「私は今日、“誰も揺るがすことのできない国”、私たちが作りたい“新たな朝鮮半島”のために、三つの目標を提示します」
文在寅(ムン・ジェイン)大統領が15日に行われた光復節記念式典での演説の中心は「平和経済の構築」に関するものだった。日本の不当な攻撃に応戦する「責任ある経済強国」を作り、大陸と海洋を結ぶ「橋梁(懸け橋)国家」を建設するためには、朝鮮半島の平和が先決条件と考えたのだ。
文大統領は「(今が)朝鮮半島の非核化と平和構築に向けた全体過程で最も重大なヤマ場になる」とし、「6月末の板門店(パンムンジョム)会合以来、3回目の朝米首脳会談に向けた朝米間の実務交渉が模索されている。南北米ともに朝米実務交渉の早期開催に集中すべき時」だと述べた。北朝鮮の金正恩(キム・ジョンウン)国務委員長とドナルド・トランプ米大統領のハノイ会談後、止まったかのようだった朝米対話が、6月の両首脳の劇的な板門店会合で蘇った機会を逃してはならないと強調したのだ。

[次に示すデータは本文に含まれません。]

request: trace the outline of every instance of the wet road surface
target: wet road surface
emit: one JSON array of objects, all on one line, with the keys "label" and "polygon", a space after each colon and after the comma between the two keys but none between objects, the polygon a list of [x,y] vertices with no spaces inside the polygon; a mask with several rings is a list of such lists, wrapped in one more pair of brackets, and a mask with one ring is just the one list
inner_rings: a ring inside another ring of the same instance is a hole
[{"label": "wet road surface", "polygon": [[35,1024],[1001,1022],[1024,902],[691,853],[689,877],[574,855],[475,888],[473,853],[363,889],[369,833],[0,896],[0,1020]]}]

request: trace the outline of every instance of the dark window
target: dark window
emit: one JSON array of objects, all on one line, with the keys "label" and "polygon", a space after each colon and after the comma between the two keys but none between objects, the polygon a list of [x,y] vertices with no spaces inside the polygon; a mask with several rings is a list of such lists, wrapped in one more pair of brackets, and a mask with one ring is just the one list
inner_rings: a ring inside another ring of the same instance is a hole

文大統領はさらに、「南北米はこれまで1年8カ月間にわたり対話局面を続けてきた。最近、数回にわたる北朝鮮の懸念すべき行動にもかかわらず、対話ムードに揺るぎがないことこそが、韓国政府が推進してきた朝鮮島平和プロセスの大きな成果だ」とし、「不満な点があっても、対話の枠組みを壊したり、壁を張ったりすることで対話を困難にするのは決して望ましくない」と述べた。また「不満があれば、それもまた対話の場で問題を提起し、議論していかなければならない」とし、北朝鮮に対し“挑発”ではなく、“対話”だけが解決策になり得ることを重ねて強調した。

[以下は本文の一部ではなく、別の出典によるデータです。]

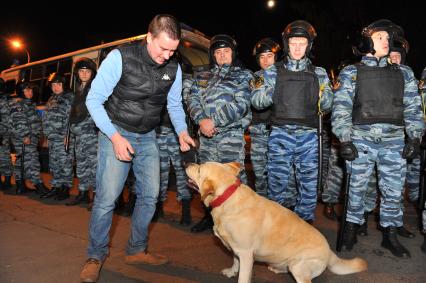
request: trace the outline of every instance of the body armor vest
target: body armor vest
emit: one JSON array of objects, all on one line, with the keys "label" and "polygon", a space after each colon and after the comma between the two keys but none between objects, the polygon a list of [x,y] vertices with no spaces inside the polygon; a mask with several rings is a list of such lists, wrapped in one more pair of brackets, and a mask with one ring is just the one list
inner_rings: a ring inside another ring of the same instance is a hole
[{"label": "body armor vest", "polygon": [[354,125],[389,123],[404,125],[404,76],[394,65],[357,65],[353,102]]},{"label": "body armor vest", "polygon": [[289,71],[277,64],[272,124],[318,127],[319,81],[309,65],[306,71]]}]

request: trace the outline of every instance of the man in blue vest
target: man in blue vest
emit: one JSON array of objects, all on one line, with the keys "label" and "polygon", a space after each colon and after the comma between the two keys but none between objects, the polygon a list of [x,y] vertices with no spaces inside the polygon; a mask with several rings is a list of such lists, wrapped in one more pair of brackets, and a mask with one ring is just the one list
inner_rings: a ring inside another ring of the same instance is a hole
[{"label": "man in blue vest", "polygon": [[88,260],[80,274],[96,282],[108,254],[114,202],[130,168],[136,177],[136,204],[126,250],[127,264],[160,265],[167,258],[148,253],[148,226],[160,188],[160,156],[155,127],[167,109],[180,149],[194,141],[188,135],[182,108],[182,71],[173,57],[181,37],[179,22],[157,15],[142,43],[111,51],[98,70],[86,99],[99,133],[96,197],[89,225]]}]

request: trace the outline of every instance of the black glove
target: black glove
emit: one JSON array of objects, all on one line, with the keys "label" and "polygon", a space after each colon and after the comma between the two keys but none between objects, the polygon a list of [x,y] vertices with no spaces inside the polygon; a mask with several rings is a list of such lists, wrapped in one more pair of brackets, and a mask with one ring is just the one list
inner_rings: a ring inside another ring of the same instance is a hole
[{"label": "black glove", "polygon": [[420,154],[420,140],[419,139],[408,139],[405,143],[404,149],[402,150],[402,158],[413,159]]},{"label": "black glove", "polygon": [[340,156],[348,161],[355,160],[358,157],[358,150],[355,145],[351,142],[341,142],[340,143]]},{"label": "black glove", "polygon": [[426,135],[423,135],[422,141],[420,142],[420,147],[426,149]]}]

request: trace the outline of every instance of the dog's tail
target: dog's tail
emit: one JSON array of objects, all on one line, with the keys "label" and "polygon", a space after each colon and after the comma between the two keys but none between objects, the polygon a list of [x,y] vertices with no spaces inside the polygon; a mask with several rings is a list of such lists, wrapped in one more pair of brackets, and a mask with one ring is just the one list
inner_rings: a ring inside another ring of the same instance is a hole
[{"label": "dog's tail", "polygon": [[332,251],[330,253],[327,268],[335,274],[344,275],[367,270],[368,264],[361,258],[341,259]]}]

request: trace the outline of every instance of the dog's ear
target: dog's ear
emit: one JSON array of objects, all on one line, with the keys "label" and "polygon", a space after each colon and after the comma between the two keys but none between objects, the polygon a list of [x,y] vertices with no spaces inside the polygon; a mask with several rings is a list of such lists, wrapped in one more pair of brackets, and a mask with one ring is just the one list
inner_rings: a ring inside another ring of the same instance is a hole
[{"label": "dog's ear", "polygon": [[214,183],[210,179],[205,179],[200,188],[201,200],[204,201],[209,195],[214,194]]},{"label": "dog's ear", "polygon": [[241,164],[239,162],[229,162],[225,163],[224,165],[230,168],[235,176],[238,176],[238,174],[240,174]]}]

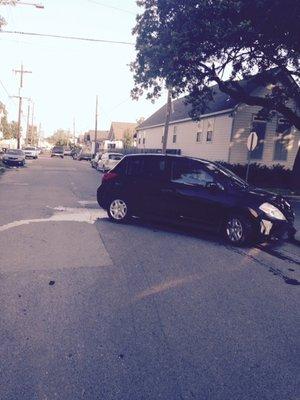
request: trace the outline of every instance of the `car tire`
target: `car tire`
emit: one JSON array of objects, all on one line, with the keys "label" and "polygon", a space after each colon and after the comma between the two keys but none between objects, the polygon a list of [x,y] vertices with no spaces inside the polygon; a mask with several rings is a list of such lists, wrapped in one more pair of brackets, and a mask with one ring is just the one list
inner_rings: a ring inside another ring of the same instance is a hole
[{"label": "car tire", "polygon": [[234,246],[250,244],[254,239],[251,221],[243,215],[231,214],[224,224],[225,240]]},{"label": "car tire", "polygon": [[128,201],[121,198],[113,198],[107,207],[109,218],[117,223],[124,223],[130,219]]}]

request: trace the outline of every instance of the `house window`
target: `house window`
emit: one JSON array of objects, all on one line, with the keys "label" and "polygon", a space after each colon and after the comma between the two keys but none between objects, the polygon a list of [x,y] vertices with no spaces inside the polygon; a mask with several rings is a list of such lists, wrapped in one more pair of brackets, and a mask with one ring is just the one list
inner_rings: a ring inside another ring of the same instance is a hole
[{"label": "house window", "polygon": [[173,135],[173,143],[176,143],[177,135]]},{"label": "house window", "polygon": [[143,144],[145,144],[146,143],[146,138],[143,138]]},{"label": "house window", "polygon": [[208,119],[206,125],[206,142],[211,143],[213,141],[213,131],[214,131],[214,120]]},{"label": "house window", "polygon": [[252,160],[261,160],[263,157],[264,143],[266,136],[267,122],[259,117],[254,116],[251,132],[255,132],[258,136],[257,146],[251,151],[250,157]]},{"label": "house window", "polygon": [[286,161],[290,145],[291,124],[283,118],[277,122],[274,147],[274,160]]},{"label": "house window", "polygon": [[162,143],[164,142],[164,137],[163,137],[163,136],[161,137],[161,142],[162,142]]},{"label": "house window", "polygon": [[139,138],[139,144],[141,144],[141,138]]},{"label": "house window", "polygon": [[212,131],[207,131],[206,132],[206,141],[211,143],[212,142],[212,138],[213,138],[213,133]]},{"label": "house window", "polygon": [[196,134],[196,142],[198,142],[198,143],[201,142],[201,136],[202,136],[202,132],[197,132],[197,134]]}]

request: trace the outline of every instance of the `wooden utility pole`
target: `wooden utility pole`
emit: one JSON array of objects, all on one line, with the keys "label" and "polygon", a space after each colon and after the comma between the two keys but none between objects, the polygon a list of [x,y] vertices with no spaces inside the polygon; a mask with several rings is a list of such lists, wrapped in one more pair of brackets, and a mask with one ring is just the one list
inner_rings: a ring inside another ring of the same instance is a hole
[{"label": "wooden utility pole", "polygon": [[162,144],[163,154],[167,153],[168,132],[169,132],[169,124],[170,124],[170,118],[171,118],[171,110],[172,110],[172,91],[171,91],[171,89],[169,89],[168,90],[168,100],[167,100],[167,110],[166,110],[166,121],[165,121],[163,144]]},{"label": "wooden utility pole", "polygon": [[98,131],[98,95],[96,96],[96,112],[95,112],[95,148],[94,156],[97,153],[97,131]]},{"label": "wooden utility pole", "polygon": [[34,123],[34,103],[32,103],[32,111],[31,111],[30,144],[32,144],[32,139],[33,139],[33,123]]},{"label": "wooden utility pole", "polygon": [[28,146],[28,138],[29,138],[29,118],[30,118],[30,100],[28,101],[28,106],[27,106],[27,124],[26,124],[26,139],[25,139],[26,146]]},{"label": "wooden utility pole", "polygon": [[[31,74],[32,71],[25,71],[23,64],[21,64],[21,69],[13,70],[15,74],[20,74],[20,86],[19,86],[19,112],[18,112],[18,149],[20,148],[20,139],[21,139],[21,117],[22,117],[22,96],[21,90],[23,88],[23,75]],[[15,96],[16,97],[16,96]]]},{"label": "wooden utility pole", "polygon": [[74,147],[75,147],[75,144],[76,144],[75,117],[73,118],[73,142],[74,142]]}]

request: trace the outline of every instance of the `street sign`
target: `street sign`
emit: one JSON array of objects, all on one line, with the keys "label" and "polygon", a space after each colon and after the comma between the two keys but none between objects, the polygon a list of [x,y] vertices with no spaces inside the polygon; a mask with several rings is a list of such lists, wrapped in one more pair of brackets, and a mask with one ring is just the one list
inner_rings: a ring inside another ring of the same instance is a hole
[{"label": "street sign", "polygon": [[247,139],[247,147],[249,151],[253,151],[258,143],[258,136],[255,132],[251,132]]}]

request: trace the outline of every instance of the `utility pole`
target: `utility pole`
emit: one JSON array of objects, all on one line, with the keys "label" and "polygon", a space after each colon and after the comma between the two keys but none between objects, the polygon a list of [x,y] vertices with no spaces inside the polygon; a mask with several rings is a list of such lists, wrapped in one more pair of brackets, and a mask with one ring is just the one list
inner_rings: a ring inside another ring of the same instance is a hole
[{"label": "utility pole", "polygon": [[75,144],[76,144],[75,117],[73,118],[73,142],[74,142],[74,147],[75,147]]},{"label": "utility pole", "polygon": [[32,71],[25,71],[23,68],[23,64],[21,64],[21,69],[13,70],[15,74],[20,74],[20,86],[19,86],[19,96],[14,96],[19,98],[19,112],[18,112],[18,149],[20,148],[20,139],[21,139],[21,116],[22,116],[22,96],[21,90],[23,88],[23,75],[31,74]]},{"label": "utility pole", "polygon": [[29,118],[30,118],[30,100],[28,101],[28,106],[27,106],[27,124],[26,124],[26,139],[25,139],[26,146],[28,146],[28,138],[29,138]]},{"label": "utility pole", "polygon": [[171,118],[171,110],[172,110],[172,91],[171,91],[171,89],[168,89],[166,121],[165,121],[165,127],[164,127],[163,146],[162,146],[163,154],[167,153],[168,132],[169,132],[169,123],[170,123],[170,118]]},{"label": "utility pole", "polygon": [[98,132],[98,95],[96,96],[96,112],[95,112],[95,148],[94,156],[97,153],[97,132]]},{"label": "utility pole", "polygon": [[32,102],[32,112],[31,112],[30,144],[32,144],[32,139],[33,139],[33,122],[34,122],[34,102]]}]

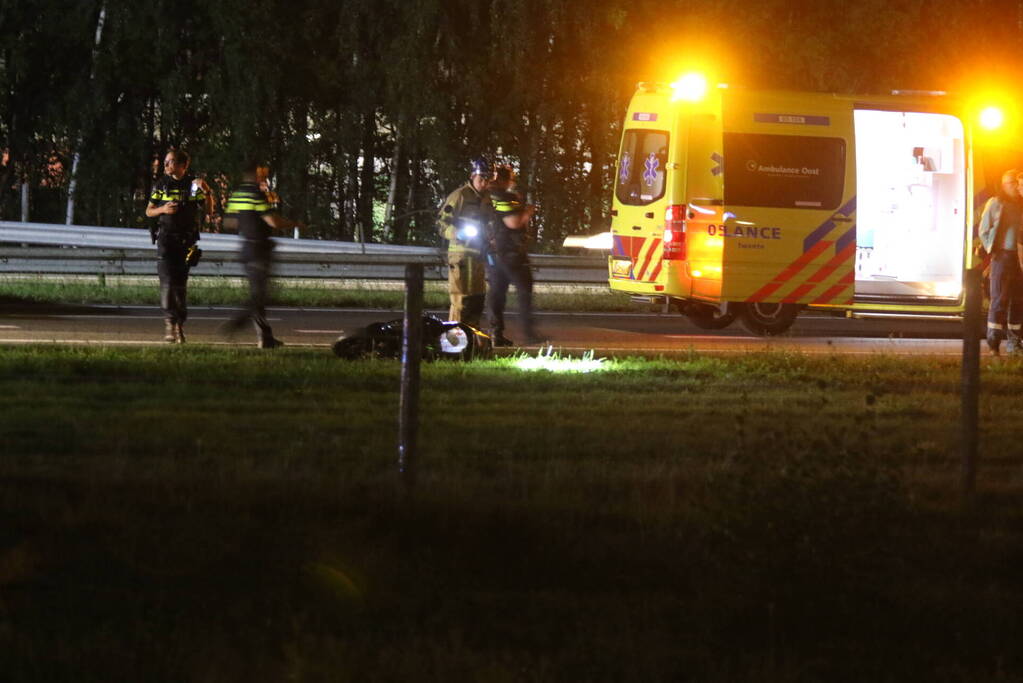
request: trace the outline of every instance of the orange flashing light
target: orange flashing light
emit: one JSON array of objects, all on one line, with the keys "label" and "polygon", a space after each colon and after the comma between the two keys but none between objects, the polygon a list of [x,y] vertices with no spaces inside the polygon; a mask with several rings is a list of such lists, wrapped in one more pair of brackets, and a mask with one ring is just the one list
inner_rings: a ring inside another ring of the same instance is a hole
[{"label": "orange flashing light", "polygon": [[707,78],[703,74],[687,73],[671,84],[671,101],[699,102],[707,96]]},{"label": "orange flashing light", "polygon": [[1005,125],[1005,112],[1000,107],[985,107],[978,116],[984,130],[998,130]]}]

朝鮮半島平和プロセスが南北経済の相互発展につながるという“バラ色の見通し”も示した。文大統領は「韓国と北朝鮮が力を合わせれば、それぞれの体制を維持しながらも、8千万の単一市場を作ることができる。朝鮮半島の統一まで実現すると、世界経済において第6位の規模になるものと予測している。2050年頃、国民所得7万~8万ドル時代が可能という国内外の研究結果も発表されている」と説明した。また「北朝鮮も経済建設総路線に国家政策を切り替え、市場経済の導入が行われている。北朝鮮を一方的に助けようというのではなく、互いの体制の安全を保証しながら南北相互間の利益になるようにしようというもので、ともに豊かに暮らそうということだ」と強調した。北朝鮮の相次ぐ挑発を口実に、南北軍事合意の破棄など強硬路線の転換を求める保守陣営に向け、北朝鮮に対する支援が“共同繁栄”のために不可決な措置であると説得したのだ。

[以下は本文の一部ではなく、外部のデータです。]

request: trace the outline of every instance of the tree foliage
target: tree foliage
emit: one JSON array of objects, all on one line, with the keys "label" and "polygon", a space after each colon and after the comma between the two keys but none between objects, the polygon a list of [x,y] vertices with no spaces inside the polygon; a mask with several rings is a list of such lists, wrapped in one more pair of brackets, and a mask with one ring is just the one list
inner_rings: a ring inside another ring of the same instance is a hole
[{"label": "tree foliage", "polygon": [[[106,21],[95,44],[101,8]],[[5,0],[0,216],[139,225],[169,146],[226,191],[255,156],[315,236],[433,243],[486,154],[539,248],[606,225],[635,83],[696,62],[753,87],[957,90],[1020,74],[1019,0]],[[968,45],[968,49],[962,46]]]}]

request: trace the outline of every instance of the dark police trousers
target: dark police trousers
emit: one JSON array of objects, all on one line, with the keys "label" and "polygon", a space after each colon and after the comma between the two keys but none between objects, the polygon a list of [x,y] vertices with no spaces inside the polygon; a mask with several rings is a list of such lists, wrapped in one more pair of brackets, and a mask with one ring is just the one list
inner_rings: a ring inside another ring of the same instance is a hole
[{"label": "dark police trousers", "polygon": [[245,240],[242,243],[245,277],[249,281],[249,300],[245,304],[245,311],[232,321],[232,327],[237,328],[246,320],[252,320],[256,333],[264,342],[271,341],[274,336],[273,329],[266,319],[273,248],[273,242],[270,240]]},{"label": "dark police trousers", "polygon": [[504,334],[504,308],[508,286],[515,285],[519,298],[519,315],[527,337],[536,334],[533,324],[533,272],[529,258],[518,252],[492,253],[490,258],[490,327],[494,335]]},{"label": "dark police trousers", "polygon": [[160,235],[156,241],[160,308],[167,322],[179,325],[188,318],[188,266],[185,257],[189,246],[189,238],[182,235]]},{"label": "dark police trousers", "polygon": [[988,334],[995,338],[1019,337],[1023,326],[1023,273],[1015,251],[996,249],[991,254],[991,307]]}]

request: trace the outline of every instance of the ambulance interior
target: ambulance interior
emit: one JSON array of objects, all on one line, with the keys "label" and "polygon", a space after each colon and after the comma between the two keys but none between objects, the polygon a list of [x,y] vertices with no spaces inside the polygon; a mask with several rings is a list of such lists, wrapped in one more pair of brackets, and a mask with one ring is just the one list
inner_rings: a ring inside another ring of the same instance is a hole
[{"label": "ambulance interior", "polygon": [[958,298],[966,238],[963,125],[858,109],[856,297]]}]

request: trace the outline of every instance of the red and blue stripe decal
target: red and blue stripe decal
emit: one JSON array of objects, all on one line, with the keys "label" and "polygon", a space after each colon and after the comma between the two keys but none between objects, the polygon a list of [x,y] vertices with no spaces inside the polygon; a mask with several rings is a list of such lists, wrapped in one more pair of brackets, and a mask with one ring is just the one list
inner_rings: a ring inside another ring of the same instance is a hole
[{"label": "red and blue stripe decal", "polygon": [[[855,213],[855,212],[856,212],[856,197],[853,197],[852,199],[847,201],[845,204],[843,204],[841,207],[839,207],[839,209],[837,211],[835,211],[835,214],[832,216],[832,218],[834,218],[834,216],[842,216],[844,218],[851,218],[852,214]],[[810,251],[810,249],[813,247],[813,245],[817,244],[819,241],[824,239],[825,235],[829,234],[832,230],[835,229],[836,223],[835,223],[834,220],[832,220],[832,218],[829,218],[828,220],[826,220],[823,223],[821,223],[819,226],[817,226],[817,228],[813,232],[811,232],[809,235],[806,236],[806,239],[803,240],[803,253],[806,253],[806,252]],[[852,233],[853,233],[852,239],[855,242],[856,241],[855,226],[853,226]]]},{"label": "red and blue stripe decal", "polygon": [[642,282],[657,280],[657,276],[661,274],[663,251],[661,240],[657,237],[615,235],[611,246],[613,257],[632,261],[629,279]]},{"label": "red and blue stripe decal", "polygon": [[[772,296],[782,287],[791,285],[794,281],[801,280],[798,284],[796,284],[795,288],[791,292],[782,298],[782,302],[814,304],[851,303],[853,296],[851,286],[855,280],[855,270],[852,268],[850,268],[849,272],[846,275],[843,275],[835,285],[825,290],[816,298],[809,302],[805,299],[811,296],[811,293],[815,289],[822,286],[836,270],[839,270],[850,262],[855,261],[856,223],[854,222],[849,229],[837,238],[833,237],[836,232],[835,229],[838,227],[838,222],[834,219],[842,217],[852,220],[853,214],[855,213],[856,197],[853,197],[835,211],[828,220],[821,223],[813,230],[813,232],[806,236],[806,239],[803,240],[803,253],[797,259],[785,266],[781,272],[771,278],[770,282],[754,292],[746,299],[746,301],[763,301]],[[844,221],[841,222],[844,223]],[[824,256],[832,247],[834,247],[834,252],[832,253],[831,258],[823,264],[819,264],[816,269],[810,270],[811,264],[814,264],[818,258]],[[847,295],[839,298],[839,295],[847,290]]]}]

文大統領は「『北朝鮮がミサイルを発射しているのに、平和経済とはとんでもない』という人もいる。しかし、私たちはより強力な防衛力を保有している」と強調した。また「米国が北朝鮮と動揺することなく対話を続け、日本も北朝鮮と対話を推進している現実を直視してほしい。理念にとらわれ、一人ぼっちにならないことを願う」と訴えた。安保不安を刺激し、北朝鮮との対決意識を助長する保守野党に向けたメッセージと言える。
米中間の葛藤が激化する東アジアの状況については、韓国独自の「はっきりとした目標」を持つことを求めた。文大統領は「韓国の地政学的位置を韓国の強みに変えなければならない。はっきりとした目標を持たなければならない」とし、「朝鮮半島の地や空、海に人と物流が行き交う血脈を繋ごう」と述べた。4大国に囲まれている半島国の悪条件を、「大陸と海洋を結ぶ橋梁国家」のビジョンで突破していこうという提案だ。
平和経済が完成される時期は、光復100周年になる2045年と想定した。自分の任期内に非核化と平和体制を確固たるものにするという抱負も示した。文大統領は「2032年のソウル・平壌の共同五輪を成功的に開催し、2045年の光復100周年までには平和と統一で一つになった国として世界に立てるよう、その基盤をしっかりと固めると約束する」と述べた。そして「私たちの力で分断を乗り越え、平和と統一へと進むことが、責任ある経済強国への近道」だと述べながらこぶしを握った。